Köylülerin direnişinin kanla bastırıldığı bir diğer olay ise Kaziranga Milli Parkı etrafındaki tampon bölgenin genişletilmesine yönelik mahkeme kararı dolayısıyla çevre köylerin zorla boşaltılmaya çalışıldığı 19 Eylül’de gerçekleşti. Bandardubi, Deo Surang ve Palkhowa köylerinde yaşan yüzlerce aile, boşaltma kararı karşılığında yaşadıkları toprak ve hak kayıplarının tazmin edilmesini talep ediyordu. 16 Eylül’de eyaletin ekonomi bakanı Himanta Biswa Sarma ile görüşen köylüler boşaltma kararına karşı olmadıklarını ancak yaklaşık 50 yıldır yaşadıkları topraklarından ve evlerinden çıkarılacakları için hükümetin kendilerine adil bir tazminat vermesi gerektiğini ifade ettiler. Ekonomi bakanı ise Hindu ailelerin tazminatlarının ödeneceğini, diğer kastlardan gelen ve Müslüman olan ailelerin tazminatlarının ise belirsiz olduğunu ifade etti.
19 Eylül Pazartesi sabahı 1000 kişilik polis gücü Bandardubi köyünü boşaltmak için köye girdi. Polis, tazminat hakkı olmaksızın boşaltmaya direnen halkın üzerine ateş açtı, iki kişi hayatını kaybetti. Zorla boşaltmaya direnen köylü lideri Akhil Gogoi ise 2 Ekim Pazar günü Hindu milliyetçisi BJP (Bharatiya Janata Partisi)’ni eleştirdiği basın konferansı sırasında tutuklandı.

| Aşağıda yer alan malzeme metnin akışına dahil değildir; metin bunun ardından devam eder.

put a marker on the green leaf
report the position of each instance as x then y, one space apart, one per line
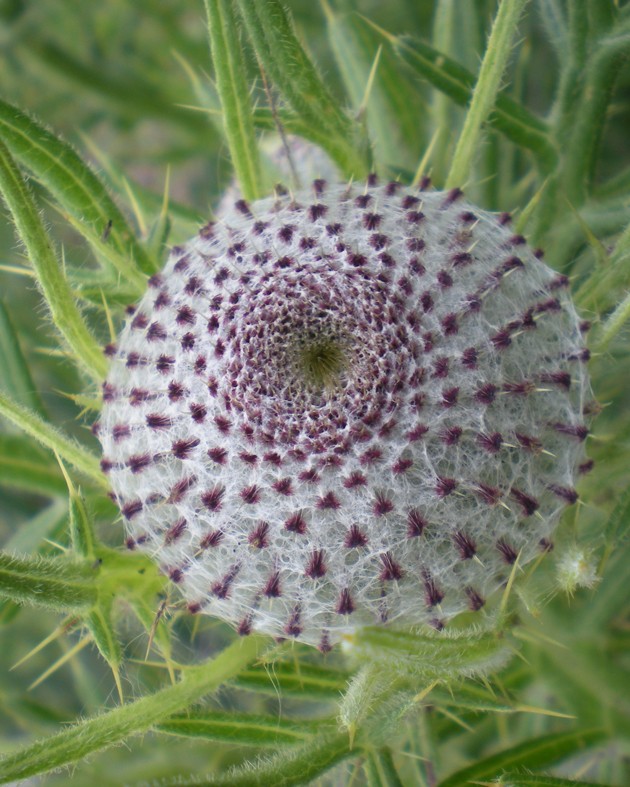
14 372
292 766
486 89
147 615
289 67
243 729
381 771
392 106
306 681
23 465
443 655
50 276
229 66
612 593
518 779
534 753
508 116
132 718
52 438
553 18
47 582
138 97
71 182
29 535
101 627
81 527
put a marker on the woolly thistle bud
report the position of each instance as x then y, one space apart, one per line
349 406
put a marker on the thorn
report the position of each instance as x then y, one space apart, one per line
370 83
63 628
508 587
116 674
61 661
71 488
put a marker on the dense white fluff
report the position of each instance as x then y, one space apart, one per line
352 405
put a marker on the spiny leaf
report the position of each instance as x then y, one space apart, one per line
508 116
101 627
289 67
434 657
381 771
50 276
48 582
52 438
243 729
133 718
14 371
73 184
534 753
292 766
392 106
227 56
30 534
309 682
519 779
81 525
23 465
486 89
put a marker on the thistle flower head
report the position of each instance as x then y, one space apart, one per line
353 405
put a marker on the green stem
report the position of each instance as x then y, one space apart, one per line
47 435
134 718
443 36
484 95
614 324
55 287
227 56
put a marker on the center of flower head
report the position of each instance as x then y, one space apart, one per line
313 356
329 404
322 360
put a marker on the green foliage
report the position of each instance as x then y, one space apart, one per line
52 583
523 104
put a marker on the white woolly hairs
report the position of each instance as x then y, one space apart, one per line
350 406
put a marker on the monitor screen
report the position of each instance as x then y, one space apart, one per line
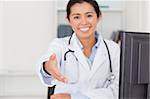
134 66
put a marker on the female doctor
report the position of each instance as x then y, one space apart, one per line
84 65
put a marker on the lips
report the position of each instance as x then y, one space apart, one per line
84 29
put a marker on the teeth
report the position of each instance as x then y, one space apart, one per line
84 29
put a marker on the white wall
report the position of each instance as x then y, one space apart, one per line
136 16
28 27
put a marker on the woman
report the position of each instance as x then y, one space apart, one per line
80 65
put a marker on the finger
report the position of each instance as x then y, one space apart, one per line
60 77
53 56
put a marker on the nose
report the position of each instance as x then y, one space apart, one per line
83 21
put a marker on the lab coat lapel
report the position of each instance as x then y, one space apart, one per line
79 54
100 58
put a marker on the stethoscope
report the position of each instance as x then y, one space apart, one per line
109 79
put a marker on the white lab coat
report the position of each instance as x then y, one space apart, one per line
91 81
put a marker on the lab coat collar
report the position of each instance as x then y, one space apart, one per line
100 56
78 52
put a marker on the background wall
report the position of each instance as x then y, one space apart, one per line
27 27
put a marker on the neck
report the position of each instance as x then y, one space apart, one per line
88 44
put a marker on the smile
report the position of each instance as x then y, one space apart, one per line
84 29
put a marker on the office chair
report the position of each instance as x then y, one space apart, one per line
50 91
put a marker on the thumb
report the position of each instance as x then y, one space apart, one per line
53 57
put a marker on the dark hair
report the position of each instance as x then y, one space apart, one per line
91 2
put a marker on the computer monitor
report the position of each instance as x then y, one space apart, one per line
134 66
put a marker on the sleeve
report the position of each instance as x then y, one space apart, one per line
78 96
112 89
55 47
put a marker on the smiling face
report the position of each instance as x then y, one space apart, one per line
83 20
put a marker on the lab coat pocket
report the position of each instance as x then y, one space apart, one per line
71 68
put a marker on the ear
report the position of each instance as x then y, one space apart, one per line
99 19
68 21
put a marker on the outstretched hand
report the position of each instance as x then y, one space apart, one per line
52 68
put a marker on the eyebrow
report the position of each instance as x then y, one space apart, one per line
79 13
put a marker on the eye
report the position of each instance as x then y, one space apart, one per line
89 16
76 17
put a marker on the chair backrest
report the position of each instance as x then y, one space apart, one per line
63 31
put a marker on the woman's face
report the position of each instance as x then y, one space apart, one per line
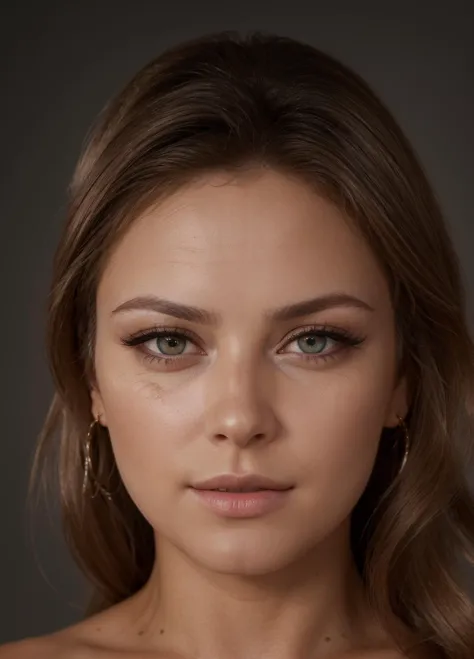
236 391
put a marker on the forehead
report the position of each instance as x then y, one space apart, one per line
233 237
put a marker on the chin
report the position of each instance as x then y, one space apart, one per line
243 551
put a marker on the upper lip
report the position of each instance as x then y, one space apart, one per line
246 483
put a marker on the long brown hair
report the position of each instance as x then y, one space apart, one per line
227 102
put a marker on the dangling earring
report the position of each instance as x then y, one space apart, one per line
88 470
403 425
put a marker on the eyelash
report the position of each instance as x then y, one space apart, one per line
346 339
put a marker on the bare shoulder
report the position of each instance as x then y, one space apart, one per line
44 647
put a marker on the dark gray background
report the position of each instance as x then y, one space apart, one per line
60 62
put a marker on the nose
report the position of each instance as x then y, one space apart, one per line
240 403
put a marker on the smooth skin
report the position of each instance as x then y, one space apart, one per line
241 394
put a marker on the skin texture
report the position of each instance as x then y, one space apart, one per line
240 397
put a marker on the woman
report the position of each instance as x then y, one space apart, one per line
264 375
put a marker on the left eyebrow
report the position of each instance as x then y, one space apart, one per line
206 317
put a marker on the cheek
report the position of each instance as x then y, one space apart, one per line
337 424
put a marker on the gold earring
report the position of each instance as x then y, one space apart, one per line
88 470
403 425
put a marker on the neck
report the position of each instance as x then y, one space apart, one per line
314 606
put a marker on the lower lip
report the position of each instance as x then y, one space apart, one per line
242 504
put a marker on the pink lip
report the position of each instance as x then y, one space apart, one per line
242 504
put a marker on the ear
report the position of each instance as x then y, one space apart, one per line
399 403
97 406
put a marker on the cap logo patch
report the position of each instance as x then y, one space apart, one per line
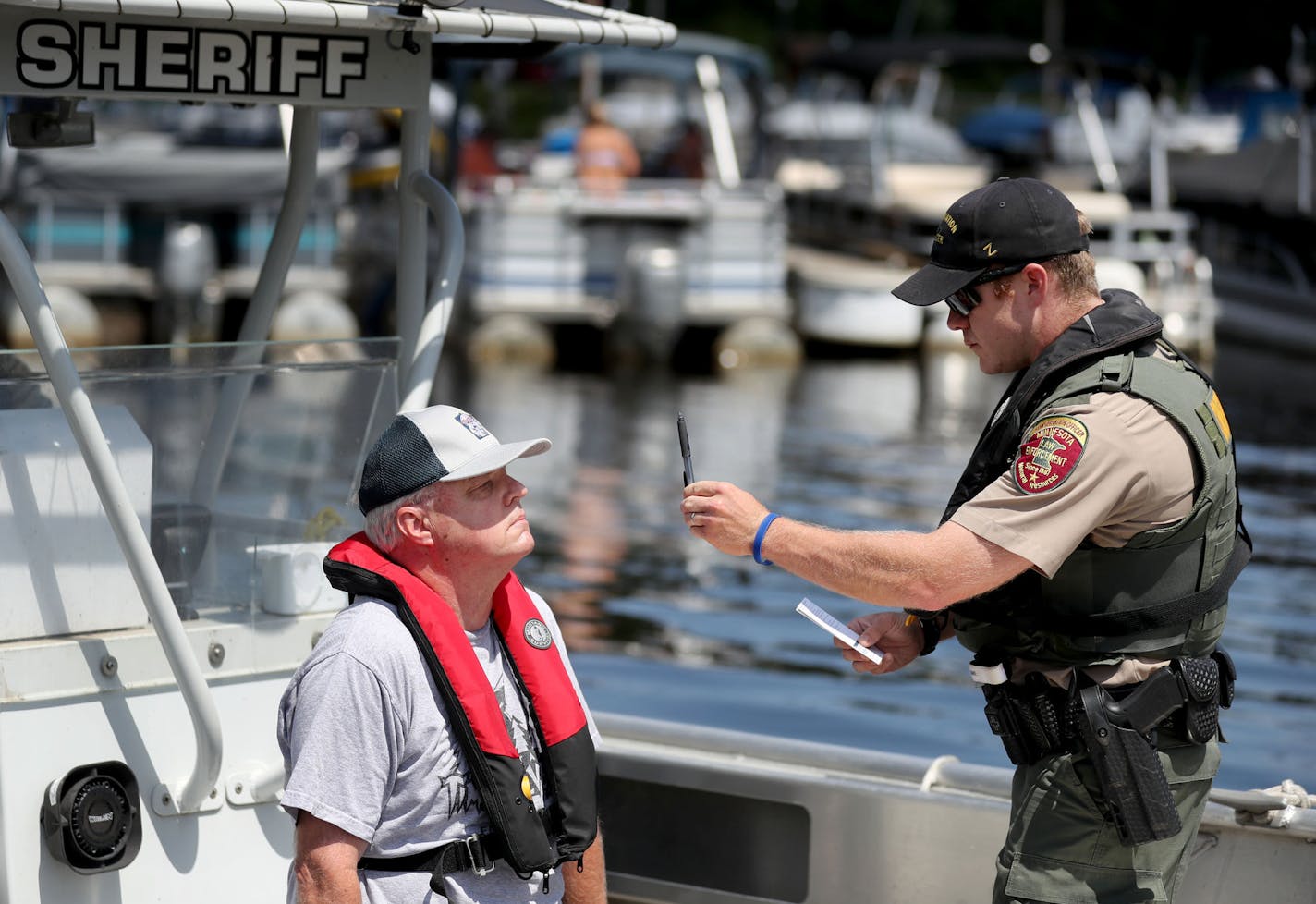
475 428
537 634
1049 454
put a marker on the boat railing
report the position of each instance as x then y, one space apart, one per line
196 788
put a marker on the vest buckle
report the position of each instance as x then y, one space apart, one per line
481 861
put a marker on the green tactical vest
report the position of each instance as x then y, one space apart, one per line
1105 605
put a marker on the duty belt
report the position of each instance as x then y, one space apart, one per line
1115 729
469 853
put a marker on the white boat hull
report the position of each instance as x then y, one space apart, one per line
847 300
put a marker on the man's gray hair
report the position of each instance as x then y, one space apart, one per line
382 521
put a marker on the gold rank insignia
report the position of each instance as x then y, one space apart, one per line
1049 453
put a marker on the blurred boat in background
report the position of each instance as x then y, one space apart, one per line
870 161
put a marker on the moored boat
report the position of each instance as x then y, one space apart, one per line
167 509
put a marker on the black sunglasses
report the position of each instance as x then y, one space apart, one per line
968 299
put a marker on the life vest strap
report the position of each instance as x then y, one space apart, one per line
475 853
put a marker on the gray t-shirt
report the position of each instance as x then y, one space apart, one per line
366 746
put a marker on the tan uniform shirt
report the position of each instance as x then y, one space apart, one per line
1135 471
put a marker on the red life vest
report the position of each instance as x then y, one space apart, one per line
568 766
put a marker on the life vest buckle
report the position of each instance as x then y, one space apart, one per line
481 861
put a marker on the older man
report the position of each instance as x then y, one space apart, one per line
436 741
1085 556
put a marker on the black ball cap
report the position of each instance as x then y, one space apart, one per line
1005 223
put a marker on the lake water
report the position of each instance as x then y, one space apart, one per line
662 625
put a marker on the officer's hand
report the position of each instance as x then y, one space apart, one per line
887 632
724 515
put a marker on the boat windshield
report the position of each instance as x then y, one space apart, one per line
239 460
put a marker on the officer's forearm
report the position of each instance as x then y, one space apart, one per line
893 568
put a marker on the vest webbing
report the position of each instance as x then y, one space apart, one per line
568 767
1161 580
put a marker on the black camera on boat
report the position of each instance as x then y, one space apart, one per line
91 819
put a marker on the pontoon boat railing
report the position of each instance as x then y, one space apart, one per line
123 518
303 149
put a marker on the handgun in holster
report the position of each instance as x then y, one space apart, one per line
1117 739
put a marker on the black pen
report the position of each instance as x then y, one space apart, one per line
685 449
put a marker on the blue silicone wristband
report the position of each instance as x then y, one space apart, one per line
758 537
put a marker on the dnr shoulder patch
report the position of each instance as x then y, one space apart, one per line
1049 453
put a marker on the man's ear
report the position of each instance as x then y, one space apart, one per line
413 524
1037 279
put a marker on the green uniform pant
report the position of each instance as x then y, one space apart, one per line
1062 850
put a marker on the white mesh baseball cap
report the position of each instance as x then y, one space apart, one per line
437 444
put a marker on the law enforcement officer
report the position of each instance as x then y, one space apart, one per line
1085 556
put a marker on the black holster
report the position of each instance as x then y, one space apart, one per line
1138 794
1115 727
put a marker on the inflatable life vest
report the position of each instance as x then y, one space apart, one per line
1164 592
568 764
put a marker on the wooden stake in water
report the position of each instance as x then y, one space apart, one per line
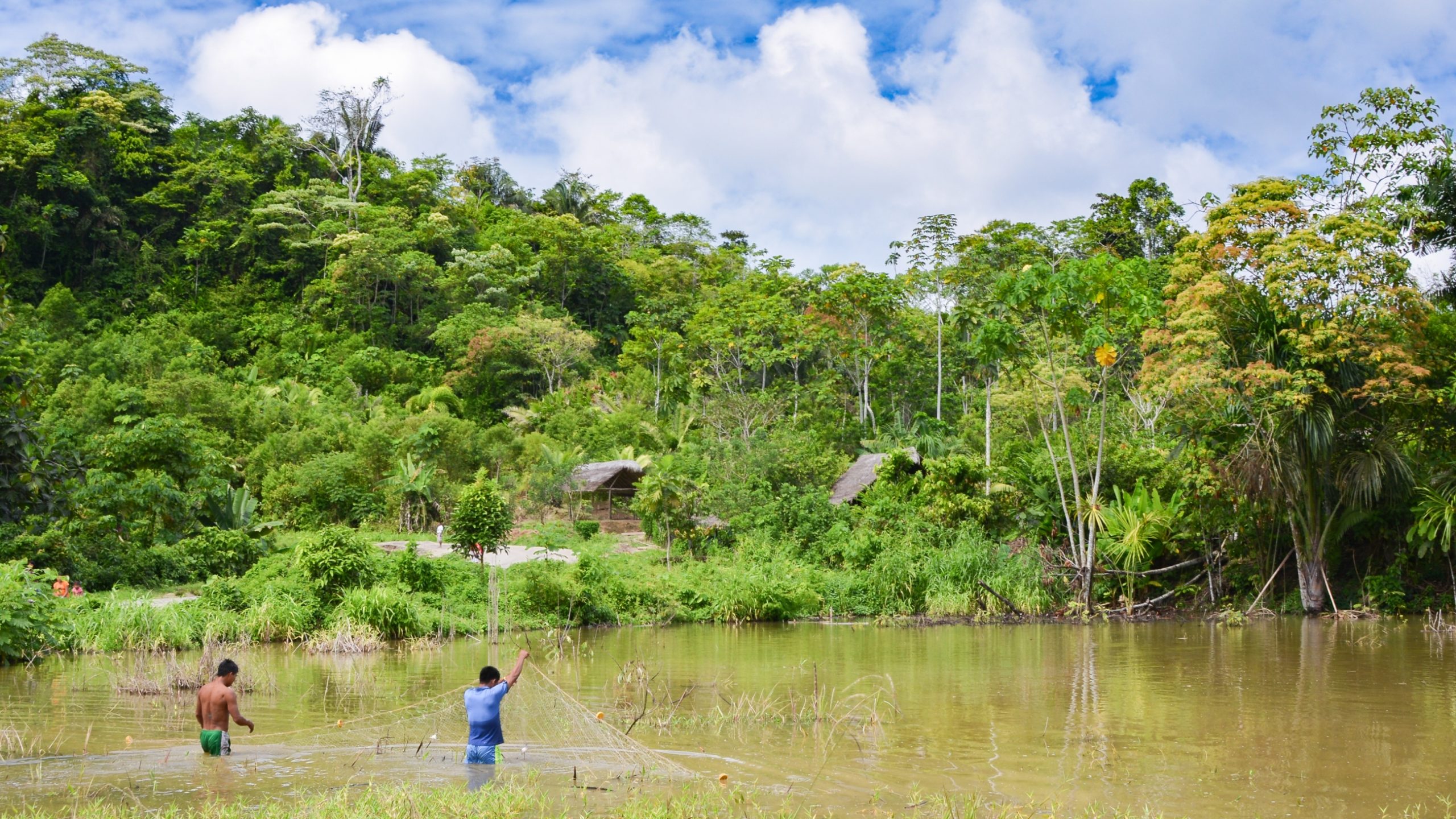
494 630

Hatırlanacağı üzere, BJP liderliğindeki merkez koalisyon hükümetinin neoliberal politikalarına karşı milyonlarca işçi tüm Hindistan’da 2 Eylül’de genel greve çıkmıştı. Hükümet, tıpkı ABD’de, Kanada’da, Güney Amerika’da olduğu gibi yerli halkların yaşadığı toprakları, doğal kaynakları ve ormanları ulusötesi şirketlere peşkeş çekiyor. Buna karşılık, alt kastların eşitlik mücadelesi ve yoksul köylülerin toprak direnişi geniş Hindistan coğrafyasında yanmaya devam eden halk isyanını besliyor.